Talentos dançantes
Artigo escrito por Edgard Steffen
Tanto tiempo disfrutamos de este amor
Nuestras almas se acercaron tanto asi
Que yo guardo tu sabor, pero tu levas
también sabor a mi.
(Sucesso de Eydie Gormè e Los Panchos)
Posso dizer que sou do tempo em que “Sabor a Mi” ainda não virara tempero. Os versos vieram-me à mente com a leitura de artigo especial para o Estadão¹.
Luiz Carlos Merten aborda o novo filme “Cry Macho - o Caminho para Redenção” dirigido e estrelado por Clint Eastwood. Aos 91 anos o ator/diretor continua ativo e dá credibilidade aos velhos personagens que dirige/interpreta. Você pode até não gostar dele pelo viés machista, conservador, republicano (foi prefeito de Carmel-by-the-sea, Calif. USA), mas não poderá negar que dirige e produz bons filmes. Celebrizado nos faroestes espaguete como pistoleiro sem nome, empoeirado sob um poncho ensebado, barba por fazer e cigarrilha onipresente nos lábios, mudou o estereótipo dos heróis nos faroestes americanos. Em 1992 produziu, dirigiu e interpretou “Os imperdoáveis”, filme considerado “cultural, histórico e esteticamente significativo” pela Biblioteca do Congresso dos USA (2004). Faturou quatro óscares, inclusive o de melhor filme e melhor diretor. Perdeu na categoria Ator Principal para Al Pacino. Em “Perfume de mulher”, inesquecível a cena em que Pacino vivendo um militar cego rodopia e cruza pernas com a bela Gabrielle Anwar, ao som de “Por una cabeza”. A cena do tango ajudou na fatura do Oscar.
No mais novo filme, Clint Eastwood também dança. Em vez de tango, bolero. Enlaça uma viúva e deslisa “Sabor a mi”, um dos maiores sucessos de Eydie Gormè.
Na Indaiatuba, dos anos 40/50, havia cinema e bar lindeiros, ambos com nome Rex. O bar necessário à inocente boemia interiorana, sem drogas, baladas ou ficadas. Alguns dos enturmados sequer bebiam. O Rex era diferente do modelo usual dos bares: casa adaptada, com jardim e quintal, quartos transformados em salas, com alguma privacidade. Ali comemorávamos aniversários, vitórias esportivas ou simplesmente jogávamos conversa fora. O episódio que vou narrar, foi retirado de um livro de crônicas indaiatubanas “Nos tempos do Bar Rex” (1949-1974)².

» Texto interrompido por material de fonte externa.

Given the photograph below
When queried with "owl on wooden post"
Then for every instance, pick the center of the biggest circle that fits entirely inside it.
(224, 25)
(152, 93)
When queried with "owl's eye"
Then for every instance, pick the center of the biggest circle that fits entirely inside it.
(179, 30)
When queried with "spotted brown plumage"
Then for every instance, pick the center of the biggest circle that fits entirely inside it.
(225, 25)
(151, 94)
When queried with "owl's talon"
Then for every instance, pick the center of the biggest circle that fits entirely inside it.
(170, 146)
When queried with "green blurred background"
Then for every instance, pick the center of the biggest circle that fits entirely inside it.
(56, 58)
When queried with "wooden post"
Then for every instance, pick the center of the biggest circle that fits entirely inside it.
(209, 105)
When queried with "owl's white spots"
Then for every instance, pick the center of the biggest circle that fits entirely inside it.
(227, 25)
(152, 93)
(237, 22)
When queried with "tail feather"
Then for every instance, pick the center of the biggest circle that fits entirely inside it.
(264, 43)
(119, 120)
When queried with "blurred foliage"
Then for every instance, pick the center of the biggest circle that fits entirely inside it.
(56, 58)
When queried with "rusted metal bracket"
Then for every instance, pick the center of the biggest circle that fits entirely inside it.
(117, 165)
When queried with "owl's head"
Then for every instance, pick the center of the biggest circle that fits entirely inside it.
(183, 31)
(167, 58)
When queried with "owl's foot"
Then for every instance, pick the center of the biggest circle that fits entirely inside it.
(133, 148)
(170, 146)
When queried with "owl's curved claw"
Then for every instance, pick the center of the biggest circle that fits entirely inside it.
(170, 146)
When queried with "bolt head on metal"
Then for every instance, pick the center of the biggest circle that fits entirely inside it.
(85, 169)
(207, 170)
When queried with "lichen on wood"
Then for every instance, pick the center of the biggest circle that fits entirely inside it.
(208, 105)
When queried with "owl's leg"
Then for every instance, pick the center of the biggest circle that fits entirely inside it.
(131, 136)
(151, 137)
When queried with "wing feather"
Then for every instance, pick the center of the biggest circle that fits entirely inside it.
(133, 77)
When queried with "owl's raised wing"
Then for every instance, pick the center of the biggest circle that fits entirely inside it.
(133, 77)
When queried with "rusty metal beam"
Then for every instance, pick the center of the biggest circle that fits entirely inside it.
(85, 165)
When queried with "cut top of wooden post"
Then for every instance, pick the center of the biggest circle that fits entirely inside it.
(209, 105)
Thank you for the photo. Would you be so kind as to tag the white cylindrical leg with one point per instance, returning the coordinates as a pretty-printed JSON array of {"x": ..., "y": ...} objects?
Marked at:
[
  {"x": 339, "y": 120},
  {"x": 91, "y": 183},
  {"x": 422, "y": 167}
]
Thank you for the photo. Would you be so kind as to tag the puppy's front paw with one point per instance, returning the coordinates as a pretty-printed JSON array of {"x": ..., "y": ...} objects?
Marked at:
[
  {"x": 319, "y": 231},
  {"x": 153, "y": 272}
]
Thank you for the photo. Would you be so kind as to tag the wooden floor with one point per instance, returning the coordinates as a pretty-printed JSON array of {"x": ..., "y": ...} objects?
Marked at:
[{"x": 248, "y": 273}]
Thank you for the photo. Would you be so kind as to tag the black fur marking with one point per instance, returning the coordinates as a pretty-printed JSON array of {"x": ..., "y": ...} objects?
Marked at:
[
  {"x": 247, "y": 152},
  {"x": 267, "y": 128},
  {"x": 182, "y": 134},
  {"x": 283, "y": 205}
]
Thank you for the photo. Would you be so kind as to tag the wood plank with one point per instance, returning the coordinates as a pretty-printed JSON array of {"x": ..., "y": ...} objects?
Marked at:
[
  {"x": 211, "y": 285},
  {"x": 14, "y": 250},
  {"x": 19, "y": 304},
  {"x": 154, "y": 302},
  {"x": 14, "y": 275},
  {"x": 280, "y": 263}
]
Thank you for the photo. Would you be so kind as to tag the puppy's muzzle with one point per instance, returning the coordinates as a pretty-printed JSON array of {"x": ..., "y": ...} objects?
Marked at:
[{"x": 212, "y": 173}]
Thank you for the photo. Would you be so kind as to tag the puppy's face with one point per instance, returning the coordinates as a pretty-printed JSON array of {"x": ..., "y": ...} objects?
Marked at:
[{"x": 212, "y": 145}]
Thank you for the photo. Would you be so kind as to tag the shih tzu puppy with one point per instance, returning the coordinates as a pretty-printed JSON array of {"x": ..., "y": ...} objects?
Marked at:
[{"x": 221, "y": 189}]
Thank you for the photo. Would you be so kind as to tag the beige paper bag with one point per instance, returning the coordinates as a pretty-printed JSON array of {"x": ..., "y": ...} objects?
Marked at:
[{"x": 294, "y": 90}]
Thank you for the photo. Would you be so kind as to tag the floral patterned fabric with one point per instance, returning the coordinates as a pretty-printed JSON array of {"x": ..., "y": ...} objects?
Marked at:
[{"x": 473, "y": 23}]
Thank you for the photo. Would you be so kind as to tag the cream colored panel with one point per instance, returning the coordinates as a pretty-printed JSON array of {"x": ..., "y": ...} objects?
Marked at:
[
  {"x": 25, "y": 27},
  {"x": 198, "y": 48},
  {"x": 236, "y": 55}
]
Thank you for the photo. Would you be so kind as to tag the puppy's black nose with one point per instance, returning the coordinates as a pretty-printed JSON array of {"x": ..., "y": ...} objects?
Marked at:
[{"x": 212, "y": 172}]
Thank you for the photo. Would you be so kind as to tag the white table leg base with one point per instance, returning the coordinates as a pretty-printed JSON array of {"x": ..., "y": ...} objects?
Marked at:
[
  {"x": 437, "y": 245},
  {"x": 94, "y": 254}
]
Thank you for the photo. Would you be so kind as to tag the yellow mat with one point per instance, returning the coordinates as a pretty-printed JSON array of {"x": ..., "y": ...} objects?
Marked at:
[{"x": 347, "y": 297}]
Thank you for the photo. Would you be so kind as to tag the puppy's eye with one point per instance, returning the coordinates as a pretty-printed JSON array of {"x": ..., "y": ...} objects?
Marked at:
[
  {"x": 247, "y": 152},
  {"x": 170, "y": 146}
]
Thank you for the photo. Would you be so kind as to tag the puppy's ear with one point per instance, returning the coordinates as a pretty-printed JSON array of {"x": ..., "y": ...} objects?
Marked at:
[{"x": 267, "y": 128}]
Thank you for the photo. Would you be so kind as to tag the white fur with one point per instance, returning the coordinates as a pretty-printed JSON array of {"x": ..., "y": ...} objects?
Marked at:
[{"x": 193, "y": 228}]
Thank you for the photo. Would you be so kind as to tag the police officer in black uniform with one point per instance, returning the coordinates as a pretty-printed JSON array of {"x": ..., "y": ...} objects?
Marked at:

Em Nova York (1944), grupo afinadíssimo formado pelo porto-riquenho Hernando Aulez e dois mexicanos Alfredo Gil e Chucho Navarro mostraria ao mundo que boleros ficavam agradáveis cantados em trio. A eles juntar-se-ia Eydie Gormè (Edith Gormezano) talentosa cantora americana da época. O trio tornado quarteto vendeu milhões de discos, do 78 rpm ao vinil.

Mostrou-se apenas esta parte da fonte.